All *paws crossed* this end for a safe return, its best if you let them out to do it for 10mins a day and build it up over months to a larger time, and do a recall for them like a word or noise or whistle.

keep us updated, hopefully his just out playing in the sun


----------



## Dally Banjo (Oct 22, 2009)

Hope he's home safe & sound x


----------



## Amin (Jul 31, 2009)

Keep looking luv, He,s out there somewhere. Am sure you will get him back. ERIC, Indie says - Go home NOW.


----------



## KirstyLouise (Mar 17, 2011)

AWWWW im so sorry to hear he isnt home yet but im sure he will be.

Cats love to explore everywhere and everything and he is oribs just wondering around without a care in the world while you at home fussing 

My friends little cat is 8months old and she let him out after being in the garden on and off over a period of a month and he was gone for over six days and then appeared at the living room windows one morning with a mice in his mouth lol.

Hope he returns soon
xx


----------



## jenny armour (Feb 28, 2010)

keeping my fingers crossed just dont give up


----------



## tinymidgekin (Nov 12, 2010)

So sorry to hear that Eric is still missing.


----------



## Forget-me-not (May 5, 2010)

I know exactly how you feel but don't give up. My Oscar went missing just after New Year when the weather was brutally cold. He was missing for 5 days and like you I was out at all hours desperately searching for him. He did turn up very early on the morning of the 5th day, looking a bit thinner and full of stories! The good folks on pet forums gave me loads of good advice and support. I was advised to empty my hoover outside and hang dirty washing on the washing line to help him "smell" his way home. I don't know if this helped or not but he did find his way home. 
I can also empathise about the lookalike as we have two maine coons, one silver tabby (Leo) and Oscar is brown tabby with white. A few of my neighbours reported seeing Oscar but it was Leo. I don't think they are at all alike but at least they were willing to keep an eye out! 
C'mon Eric. We are all waiting for you to come home!


----------



## pinkfluffyballs (Sep 7, 2010)

Forget-me-not said:


> I know exactly how you feel but don't give up. My Oscar went missing just after New Year when the weather was brutally cold. He was missing for 5 days and like you I was out at all hours desperately searching for him. He did turn up very early on the morning of the 5th day, looking a bit thinner and full of stories! The good folks on pet forums gave me loads of good advice and support. I was advised to empty my hoover outside and hang dirty washing on the washing line to help him "smell" his way home. I don't know if this helped or not but he did find his way home.
> I can also empathise about the lookalike as we have two maine coons, one silver tabby (Leo) and Oscar is brown tabby with white. A few of my neighbours reported seeing Oscar but it was Leo. I don't think they are at all alike but at least they were willing to keep an eye out!
> C'mon Eric. We are all waiting for you to come home!


Thanks for this 

He has been sighted a couple more times, always in the same area but by the time I get there he seems to have gone, if it even is him!

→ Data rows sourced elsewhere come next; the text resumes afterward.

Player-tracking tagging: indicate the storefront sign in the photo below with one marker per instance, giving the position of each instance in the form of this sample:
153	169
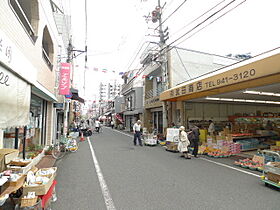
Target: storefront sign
14	100
5	50
64	80
58	105
152	102
251	71
213	83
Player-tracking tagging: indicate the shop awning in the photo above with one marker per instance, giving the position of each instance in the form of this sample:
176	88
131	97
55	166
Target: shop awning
259	71
75	95
118	117
44	93
15	97
137	111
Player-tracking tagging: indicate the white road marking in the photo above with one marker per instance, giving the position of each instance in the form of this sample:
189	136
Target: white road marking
217	163
105	191
227	166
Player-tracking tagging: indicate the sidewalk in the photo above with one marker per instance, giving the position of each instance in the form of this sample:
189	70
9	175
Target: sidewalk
46	162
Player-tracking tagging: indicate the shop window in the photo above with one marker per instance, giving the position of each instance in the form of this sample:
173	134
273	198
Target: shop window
47	48
27	12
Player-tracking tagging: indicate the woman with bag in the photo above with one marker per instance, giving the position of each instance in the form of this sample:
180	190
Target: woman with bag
183	142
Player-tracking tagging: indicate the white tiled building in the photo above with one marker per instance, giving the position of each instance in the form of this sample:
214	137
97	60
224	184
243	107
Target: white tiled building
30	46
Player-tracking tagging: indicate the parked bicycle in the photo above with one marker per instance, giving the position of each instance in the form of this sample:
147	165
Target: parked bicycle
65	144
98	130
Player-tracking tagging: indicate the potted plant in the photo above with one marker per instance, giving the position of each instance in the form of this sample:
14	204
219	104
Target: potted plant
48	151
38	148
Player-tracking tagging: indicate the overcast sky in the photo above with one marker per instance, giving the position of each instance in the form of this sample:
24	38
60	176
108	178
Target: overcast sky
117	29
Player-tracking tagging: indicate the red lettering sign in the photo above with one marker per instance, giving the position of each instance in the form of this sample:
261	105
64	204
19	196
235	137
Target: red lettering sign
64	79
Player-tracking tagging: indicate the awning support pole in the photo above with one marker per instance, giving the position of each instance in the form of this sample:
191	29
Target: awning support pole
16	138
24	142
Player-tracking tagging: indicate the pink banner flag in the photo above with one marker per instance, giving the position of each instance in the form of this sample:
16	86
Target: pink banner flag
64	80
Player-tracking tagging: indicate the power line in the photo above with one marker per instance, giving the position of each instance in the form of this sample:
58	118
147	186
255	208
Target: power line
199	17
172	13
183	63
199	24
212	22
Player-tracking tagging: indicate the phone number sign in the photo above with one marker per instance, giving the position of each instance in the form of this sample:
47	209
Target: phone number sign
213	82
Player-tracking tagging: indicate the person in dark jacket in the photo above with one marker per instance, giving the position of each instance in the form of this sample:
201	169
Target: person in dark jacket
195	139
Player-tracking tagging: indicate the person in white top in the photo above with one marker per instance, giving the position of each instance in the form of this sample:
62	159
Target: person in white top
184	142
211	128
97	125
137	133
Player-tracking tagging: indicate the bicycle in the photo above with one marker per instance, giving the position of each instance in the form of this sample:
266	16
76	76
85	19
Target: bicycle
65	144
100	130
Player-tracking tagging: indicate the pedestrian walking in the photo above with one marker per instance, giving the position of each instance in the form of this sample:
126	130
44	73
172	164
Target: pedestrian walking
183	143
194	139
137	133
97	125
211	128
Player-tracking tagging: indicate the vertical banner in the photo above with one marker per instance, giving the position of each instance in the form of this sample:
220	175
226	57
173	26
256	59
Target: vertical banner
64	79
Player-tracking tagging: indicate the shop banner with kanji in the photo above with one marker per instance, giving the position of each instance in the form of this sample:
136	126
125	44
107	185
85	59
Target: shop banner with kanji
64	79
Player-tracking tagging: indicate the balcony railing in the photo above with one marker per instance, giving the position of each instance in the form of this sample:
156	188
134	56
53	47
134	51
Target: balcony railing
46	58
150	93
21	14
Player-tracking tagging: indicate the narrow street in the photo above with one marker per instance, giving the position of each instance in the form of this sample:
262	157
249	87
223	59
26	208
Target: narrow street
151	178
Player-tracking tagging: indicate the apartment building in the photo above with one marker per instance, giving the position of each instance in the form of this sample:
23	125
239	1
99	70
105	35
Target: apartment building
30	45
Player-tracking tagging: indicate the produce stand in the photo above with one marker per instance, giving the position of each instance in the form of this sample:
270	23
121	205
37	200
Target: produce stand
149	139
271	172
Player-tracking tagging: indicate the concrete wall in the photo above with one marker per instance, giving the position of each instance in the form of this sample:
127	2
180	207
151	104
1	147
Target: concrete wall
118	104
138	98
12	27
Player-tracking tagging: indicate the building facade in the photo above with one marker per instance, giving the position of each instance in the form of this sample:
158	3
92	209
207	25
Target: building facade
182	65
29	49
132	91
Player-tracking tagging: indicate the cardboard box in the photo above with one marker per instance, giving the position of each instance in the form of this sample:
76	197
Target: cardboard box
275	148
6	156
22	170
172	146
273	177
40	189
13	184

I'll def try the washing and hoover trick, anything to get him to come home!

I just feel like he must be trapped somewhere or someone has taken in him. I just wish someone would ring me and tell me they've got him or he turns up safe and well. I've spent the last few days having very little sleep and searching the streets at all hours. The neighbours have been great in helping out, most are cat owners themselves so understand how upsetting it is.

I hope today is the day and he comes home bored and ready for lots of cuddles! It's the not knowing that's driving me insane. I really don't know how people who lose a child cope! :cryin:


----------



## MoggyBaby (Mar 8, 2011)

pinkfluffyballs said:


> Thanks for this
> 
> He has been sighted a couple more times, always in the same area but by the time I get there he seems to have gone, if it even is him!


Probably a stupid suggestion (apologies) but have you tried 'hanging around' the area he has been spotted in for a few hours at a time? When one of mine went awol many years ago, and was spotted in a specific area, I was there all hours of the day & night. I parked the car on the street where he had been seen and would sit in it for ages, getting out every so often to call the cats name. If you are doing this, it is also good to try and stay in one place because if you are calling your cat and moving about, he's always going to be behind you as he follows your voice. Staying in one place helps for him to track you.

Also, a recommendation that I read was to use (try not to be put-off) your own wee!!! Because your scent is SO strong in your wee-wee, the recommendation was to bottle some fresh stuff and then lay a trail from where you believe your cat is back to your home. If you think how often your cat comes into the loo with you, there is a logic to this suggestion as he would definately recognise your smell.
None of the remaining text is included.